This post has NOT been accepted by the mailing list yet.
Hi,
I'm new to Mahout (and machine learning) but did quite a lot of reading, especially "Mahout in Action".
I'm trying to cluster users based on their profiles.
By profile I mean attributes such as: age, gender, location and set of interests
All the examples I saw so far were about vectors having dimensions of similar type (e.g. occurance of words in text) but in my case, each dimension is of different "type" and seem to require different distance measure.
* Gender has two possible values  what distance measure should I use here?
* Age has a larger set of possible values  euclidean distance?
* Location, expressed as latitude and longitude  euclidean distance, but between pairs of points?
* Interests, if expressed as a subset of a finite set  so the distance number of items, shared between two vectors. I assume I can write a custom distance measure for it.
Other than deciding on correct distance measures, I'm not sure how to combine them into one clustering process.
As I said, I'm new to this field so any help would be much appreciated.
Thanks,
Raviv


This post has NOT been accepted by the mailing list yet.
Looking at the problem from a developers perspective, the questing it this:
Can I develop a custom vector where each dimension has a different data type (where the type can complex, e.g. Set<String>)
and use a different distance measure class for each dimension?


This post has NOT been accepted by the mailing list yet.
If you write Customer vector, you might need to update other classes as well, not just the distance measure. But your vectors looks like, we can bring it to a vector<int>, * Gender has two possible values  what distance measure should I use here?  [ 1, 2]
* Age has a larger set of possible values  euclidean distance? another integer* Location, expressed as latitude and longitude  euclidean distance, but between pairs of points?
I think this can be separate X,Y which can go as separate integer. * Interests, if expressed as a subset of a finite set  so the
distance number of items, shared between two vectors. I assume I can
write a custom distance measure for it.  This can be a boolean vector like [ 0,1,0,0,0,1]. Now there is a way we can assign weightage to each of these dimensions, in calculating distance. Hence not overweighing these [ 0,1,0,0,0,1] entries. Please check this online.
If the interest subset is going to be too big , then probably this is not a good idea.Abin On Thu, Jan 12, 2012 at 3:40 PM, Raviv Pavel [via Lucene] <[hidden email]> wrote:
Looking at the problem from a developers perspective, the questing it this:
Can I develop a custom vector where each dimension has a different data type (where the type can complex, e.g. Set<String>)
and use a different distance measure class for each dimension?
Abin Varghese
Software Engineer
NY


This post has NOT been accepted by the mailing list yet.
My initial plan was to do exactly that, use 0 & 1 for gender, age as is, lat & lon in two dimensions, and one dimension holding 0 or 1 per possible interest (each value is mapped to an offset in the dimension)
For simplicity let's assume I have 3 types of interests, so a vector of a person would look like this:
d[0] = 1 (gender)
d[1] = 15.5 (latitude)
d[2] = 50.5 (longitude)
d[3] = 41 (age)
d[4] = 0 (not interested in A)
d[5] = 1 (interested in B)
d[6] = 0 (not interested in C)
I'm probably misunderstanding something here, but with this approach no single builtin distance measure will take into account that dimensions 1 & 2 should be compared as a pair using euclidean distance, and dimensions 4,5 and 6 should be compared by counting the common values between two vectors.
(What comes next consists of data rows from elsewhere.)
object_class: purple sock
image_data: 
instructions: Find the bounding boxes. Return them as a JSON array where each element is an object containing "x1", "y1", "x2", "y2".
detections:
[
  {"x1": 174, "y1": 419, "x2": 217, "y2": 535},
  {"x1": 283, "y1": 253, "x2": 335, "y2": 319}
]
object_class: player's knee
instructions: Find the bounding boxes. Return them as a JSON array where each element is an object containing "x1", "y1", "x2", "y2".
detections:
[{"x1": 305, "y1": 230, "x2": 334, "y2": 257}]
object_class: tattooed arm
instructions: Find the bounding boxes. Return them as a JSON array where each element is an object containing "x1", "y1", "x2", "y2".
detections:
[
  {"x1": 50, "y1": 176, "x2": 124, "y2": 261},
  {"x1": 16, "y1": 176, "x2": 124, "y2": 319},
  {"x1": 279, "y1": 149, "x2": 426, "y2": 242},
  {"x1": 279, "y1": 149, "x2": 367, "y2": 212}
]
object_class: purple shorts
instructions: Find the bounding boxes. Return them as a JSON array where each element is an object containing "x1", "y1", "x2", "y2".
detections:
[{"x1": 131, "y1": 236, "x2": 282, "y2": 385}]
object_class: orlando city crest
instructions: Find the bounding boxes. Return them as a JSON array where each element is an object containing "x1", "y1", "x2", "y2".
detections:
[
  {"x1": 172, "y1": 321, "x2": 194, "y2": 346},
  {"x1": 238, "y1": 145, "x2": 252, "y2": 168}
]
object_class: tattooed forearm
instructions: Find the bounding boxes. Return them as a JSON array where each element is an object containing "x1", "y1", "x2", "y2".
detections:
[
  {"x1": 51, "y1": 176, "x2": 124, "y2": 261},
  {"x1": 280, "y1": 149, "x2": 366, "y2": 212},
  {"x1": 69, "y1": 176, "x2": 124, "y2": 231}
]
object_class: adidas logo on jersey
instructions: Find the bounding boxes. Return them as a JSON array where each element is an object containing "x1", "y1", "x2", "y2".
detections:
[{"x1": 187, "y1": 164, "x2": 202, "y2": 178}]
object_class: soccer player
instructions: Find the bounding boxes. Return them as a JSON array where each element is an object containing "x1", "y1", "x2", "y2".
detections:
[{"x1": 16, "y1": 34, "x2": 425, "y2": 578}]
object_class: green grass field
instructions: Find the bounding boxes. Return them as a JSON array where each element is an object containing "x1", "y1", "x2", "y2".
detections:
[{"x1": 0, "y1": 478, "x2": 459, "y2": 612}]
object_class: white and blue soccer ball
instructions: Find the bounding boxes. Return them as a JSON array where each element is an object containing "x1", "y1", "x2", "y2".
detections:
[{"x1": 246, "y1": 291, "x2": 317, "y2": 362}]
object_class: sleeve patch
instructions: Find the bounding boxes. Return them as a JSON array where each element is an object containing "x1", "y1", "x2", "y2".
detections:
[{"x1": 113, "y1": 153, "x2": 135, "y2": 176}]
This post has NOT been accepted by the mailing list yet.
Hi,
I am having the same problem. please let me know if you have founf any solution.
Thanks
Nirmal


This post has NOT been accepted by the mailing list yet.
Remind what was the problem?


This post has NOT been accepted by the mailing list yet.
My initial plan was to do exactly that, use 0 & 1 for gender, age as is, lat & lon in two dimensions, and one dimension holding 0 or 1 per possible interest (each value is mapped to an offset in the dimension)
For simplicity let's assume I have 3 types of interests, so a vector of a person would look like this:
d[0] = 1 (gender)
d[1] = 15.5 (latitude)
d[2] = 50.5 (longitude)
d[3] = 41 (age)
d[4] = 0 (not interested in A)
d[5] = 1 (interested in B)
d[6] = 0 (not interested in C)
I'm probably misunderstanding something here, but with this approach no single builtin distance measure will take into account that dimensions 1 & 2 should be compared as a pair using euclidean distance, and dimensions 4,5 and 6 should be compared by counting the common values between two vectors.


This post has NOT been accepted by the mailing list yet.
It was a long time ago but I think I created a custom distance measure.